Script had always interested Jagmohan, particularly in Sanskrit, and so what better than the Gayatri Mantra to launch his new approach to painting. The Gayatri Mantra is a highly revered mantra in Hinduism, second only to the mantra Om, the very sound or even thought of which is believed to set grace to every human act. But principally, it was not the content of the mantra that initiated our artist into selecting it as his form in art, but rather the norm of repeating it a hundred and eight times in prayer that attracted him to it as a suitable base for the visual effect he had in mind. So while the Gayatri Mantra remained the leitmotif of his trysts with the Sanskrit script, folk songs and simple poems were deployed by him in Hindi, and common everyday expressions that occur several times a day, like ‘sorry’ and ‘thank you’, were picked up for the English alphabet.

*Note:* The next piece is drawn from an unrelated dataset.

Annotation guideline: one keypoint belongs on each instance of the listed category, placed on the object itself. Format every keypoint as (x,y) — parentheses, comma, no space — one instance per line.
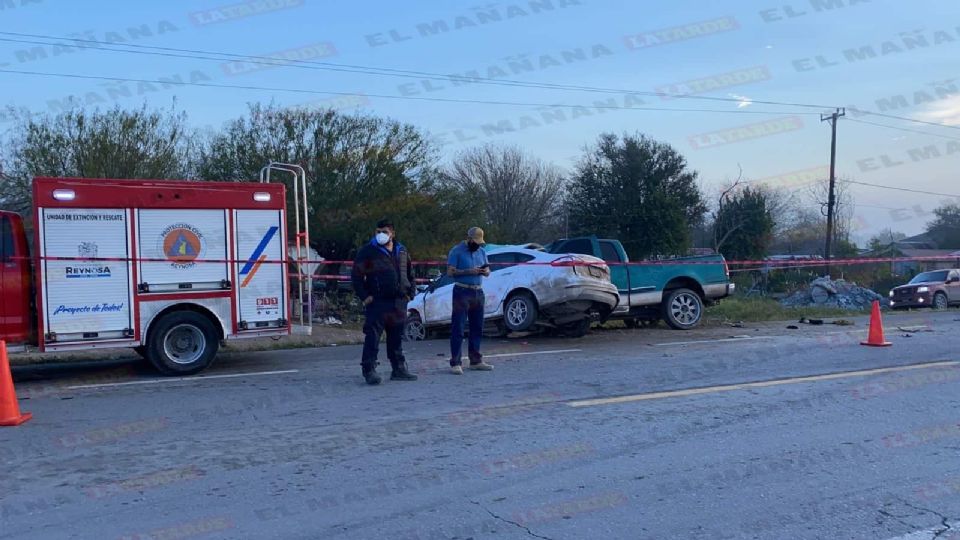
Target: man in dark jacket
(383,280)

He finds these repetitions useful in forging connections between idea and expression. The different layers of colour are to catch the moments passing while he works, wherein each layer of colour reflects his frame of mind of the moment.
Moving from bottom to top layer upon layer, he paints the text free hand, using alternate spaces as he moves from bottom to top. The use of opaque and transparent colours both in oil and acrylic help him achieve the desired effect keeping the language and script discernible yet not readable, for readability is not the intended purpose for Jagmohan. A visually rich combination of lyric, geometry and the charkas,
Coupled with the layering of letters infuses a mystic and sanctified atmosphere into the works, especially those based on Sanskrit. For, the artist grades his colours via the drip technique to extremely good effect, controlling his colours somewhat in the manner of the colour wheel.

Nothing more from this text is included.